Tyson Yunkaporta Sand Talk Carvings

A once in a lifetime chance to own a pIEce of indigenous history

AIME is the only place I know outside of my home community where you can invest without expectation of return, but know it wasn't a waste of time.”

Tyson Yunkaporta

Five orginal Sandtalk carvings are now up for auction in the AIME Global Op Shop


“Tyson Yunkaporta is a rich thinker who is helping remind us all of the value of Indigenous systems thinking, not as some antiquated idea, or mythological concept, but as serious heavyweight intelligence that can inform modern leaders to create healthier richer systems that allow all life on earth to thrive. We are so inspired to work with Tys day in day out, I’m lucky to hang with him in the Indigneous knowledge labs at Deakin, and am so inspired by this donation, it’s driving us to get out to 100,000 kids around the world by 2025. What’s on auction here as part of our debut collection on the AIME OP Shop are the carvings Tyson did for Santalk, his award winning book. Hope you’re lucky enough to have this energy in your life. Thanks for your energy and vibes to keep pushing and creating change” - Jack MB, AIME CEO & Founder


take the time to dig into some conversations with jack and tyson


‘It was certainty that drove a bulldozer through the oldest and deepest philosophic statement on earth at Burrup Peninsula. Sand Talk offers no certainties and Tyson Yunkaporta is not a bulldozer driver. This is a book of cultural and philosophic intrigue. Read it.’

Bruce Pascoe

‘Clever, funny, thought provoking, sensible and generous all at the same time. A must read!’

Sydney Morning Herald

‘Sand Talk is an important book. Tyson Yunkaporta an important and original thinker and writer. The book unpacks for us something originally genius about Indigenous thought, which has for too long been dismissed as archaic folk knowledge from old oral cultures of interest only to academics and fetishists. This book shows how vital and alive and essential Indigenous ways of being and thinking are. Yunkaporta is so smart, funny, and accessible. Everyone needs to read this.’

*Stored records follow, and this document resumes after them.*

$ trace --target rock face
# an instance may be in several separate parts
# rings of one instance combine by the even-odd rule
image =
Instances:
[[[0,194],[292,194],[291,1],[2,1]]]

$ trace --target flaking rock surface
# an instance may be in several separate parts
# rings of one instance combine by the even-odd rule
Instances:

Tommy Orange, bestselling author of There There

🏅Winner, Small Publishers' Adult Book of the Year, Australian Book Industry Awards, 2020

🏅Shortlisted, Matt Richell Award for New Writer of the Year, Australian Book Industry Awards, 2020

🏅Shortlisted, Non-fiction, Indie Book Awards, 2020

🏅Longlisted, Booktopia Favourite Australian Book, 2020

🏅Longlisted, Bookseller's Choice for Adult Nonfiction, Australian Booksellers Association, 2020

🏅Longlisted, Non-fiction, Indie Book Awards, Leading Edge, 2020


This carving has a map on it of a place with lots of native medicine plants. Those plants are from all over Australia and most of them are growing in the wrong place, far from home. They therefore lose their medicinal quality. This carving carries knowledge of how place and time are essential variables in Indigenous methods of inquiry, and could be very useful additions to western science and medicine. In this carving, we reimagine what 'holistic' and 'sustainable' might come to mean if some different lenses were applied to those concepts.


This boomerang is about how to do Indigenous pattern thinking. The trick is to ignore the nodes in the system and focus on the connections between them, and then (hardest of all) ignore the connections and see the overall pattern made by those relations. Then you can identify basins of attraction, structural areas of potential leverage where you can let the system do the heavy lifting and make great changes with minimal intervention (and a decent bit of imagination).


This one carries a meditation or Dreaming walk that shows us where our mind is, and how far it can go when we recognise that our cognition sits in our relationships with place and people and non-human entities. There are freshwater and saltwater systems and sand moving along the coast in the images on this boomerang. It is all about what culture is; there is no word for culture in our languages. The nearest idea is "being like our place", which is a poor translation but gives us a starting point. This is how we make meaning and find the solutions needed for everyone to thrive. Be of your bioregion. Let it shape your ways and speech and values. Be like your place.


This boomerang is part of a pair. I will keep the other one with me. They are twin boomerangs cut from the same branch and when they are clapped together they invoke everything about the ecosystem of the place they came from. Swamp, savannah, anthill, mine. Dead parrots. The two boomerangs are about memory and literacy, and the way literacy can destroy human memory, as well as its uneven application as a source of access to capital in different communities. It's also about grammar and punctuation, which I am fanatical about getting right, even though that contradicts my critique of literacy. We've all got our inconsistencies, ay.


This is a little-known tool - a fishing boomerang. I got permission from mob in WA to make these. They're like blackfella ninja stars. This one is a replica of the one I gave to a sister. But the replica is better than the original - better quality wood. It has two of Juma Fejo's symbols on it - dealing with time and place. There is a seasonal ant and butterfly story there from a corrobboree dance I did once. There is a lot of other story in here about the way Liberalism coopts any idea or movement that challenges it, rebranding and repackaging it and putting it to work in service of the global system that is destroying our world.